Computational Optical Bioimaging

Members:

Prof. Masayuki Umemura
Assoc. Prof. Hidenobu Yajima
Dr. Makito Abe

Collaborations:

Biomedical optics,  Mathematics

Overview:

Recent years, the technology of optical imaging is extraordinarily developing, and thereby molecular processes in live cells and tissues can be pursued. At present, the imaging methods such as X-ray CT or MRI are widely applied, and mainly detect the alteration of morphology at a level of organs and tissues. However,  these methods are subject to the risk of significant exposure and require a large-scale apparatus or a specialized measurement room. On the other hand, the optical imaging can dynamically visualize multi-level function and morphological alteration in molecules and organs, and possesses a lot of advantages such as no exposure, non-invasion, bed side inspection, low cost, low restraint, and high time –resolution.
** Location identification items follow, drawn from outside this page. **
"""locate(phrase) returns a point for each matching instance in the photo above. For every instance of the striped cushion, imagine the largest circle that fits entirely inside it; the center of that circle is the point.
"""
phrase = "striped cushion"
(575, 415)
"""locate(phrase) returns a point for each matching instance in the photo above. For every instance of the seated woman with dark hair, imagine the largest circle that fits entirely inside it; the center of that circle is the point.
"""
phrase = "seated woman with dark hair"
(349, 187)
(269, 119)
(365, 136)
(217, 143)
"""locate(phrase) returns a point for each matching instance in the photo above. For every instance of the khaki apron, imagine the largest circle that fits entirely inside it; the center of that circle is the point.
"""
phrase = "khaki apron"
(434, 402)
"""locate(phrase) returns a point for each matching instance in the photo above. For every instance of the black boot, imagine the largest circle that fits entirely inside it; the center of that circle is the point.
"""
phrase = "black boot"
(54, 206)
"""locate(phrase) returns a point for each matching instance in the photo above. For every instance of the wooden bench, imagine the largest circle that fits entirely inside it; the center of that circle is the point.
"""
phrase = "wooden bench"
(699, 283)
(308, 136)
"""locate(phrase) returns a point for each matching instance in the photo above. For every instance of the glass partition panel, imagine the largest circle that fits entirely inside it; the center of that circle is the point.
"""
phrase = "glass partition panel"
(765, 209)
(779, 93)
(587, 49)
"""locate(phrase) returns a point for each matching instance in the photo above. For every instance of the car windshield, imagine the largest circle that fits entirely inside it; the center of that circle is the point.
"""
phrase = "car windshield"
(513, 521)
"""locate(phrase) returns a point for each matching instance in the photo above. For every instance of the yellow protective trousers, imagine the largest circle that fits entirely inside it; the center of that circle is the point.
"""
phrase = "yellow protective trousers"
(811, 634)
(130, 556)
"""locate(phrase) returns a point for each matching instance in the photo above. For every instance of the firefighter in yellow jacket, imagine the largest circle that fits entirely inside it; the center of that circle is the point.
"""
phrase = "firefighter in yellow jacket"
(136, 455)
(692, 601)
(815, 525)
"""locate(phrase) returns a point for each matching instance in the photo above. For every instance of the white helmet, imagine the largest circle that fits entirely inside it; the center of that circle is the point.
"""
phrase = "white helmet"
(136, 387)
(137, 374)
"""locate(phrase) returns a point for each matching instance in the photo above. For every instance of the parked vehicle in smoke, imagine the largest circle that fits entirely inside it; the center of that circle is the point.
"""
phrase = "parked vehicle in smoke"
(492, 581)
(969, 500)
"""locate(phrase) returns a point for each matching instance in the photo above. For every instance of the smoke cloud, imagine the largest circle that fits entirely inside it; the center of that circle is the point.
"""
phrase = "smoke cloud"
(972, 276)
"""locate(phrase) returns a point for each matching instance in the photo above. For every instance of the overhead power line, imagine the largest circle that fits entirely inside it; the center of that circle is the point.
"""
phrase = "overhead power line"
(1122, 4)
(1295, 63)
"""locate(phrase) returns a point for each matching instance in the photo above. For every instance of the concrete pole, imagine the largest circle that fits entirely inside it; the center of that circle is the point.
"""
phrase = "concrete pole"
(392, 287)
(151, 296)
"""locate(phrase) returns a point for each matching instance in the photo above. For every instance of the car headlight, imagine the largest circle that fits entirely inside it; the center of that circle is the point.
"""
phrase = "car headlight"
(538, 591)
Thus, it allows us to make automatic and remote diagnosis, monitoring, and screening and is applicable to new-born babies and infants without side effects like CT or MRI. Since biological tissues are strong scattering media, a sophisticated technology of computational science is required to extract the local information from scattered light. The study for the practical realization at clinical settings has not been thitherto sufficient. In this project, we aim at developing a safe technology of CT with near-infrared imaging under the cooperation among the construction of light propagation models based on radiative transfer equation (RTE), the inverse-problem analysis based on mathematical methodology, and the experiments of medical optics for biological tissues.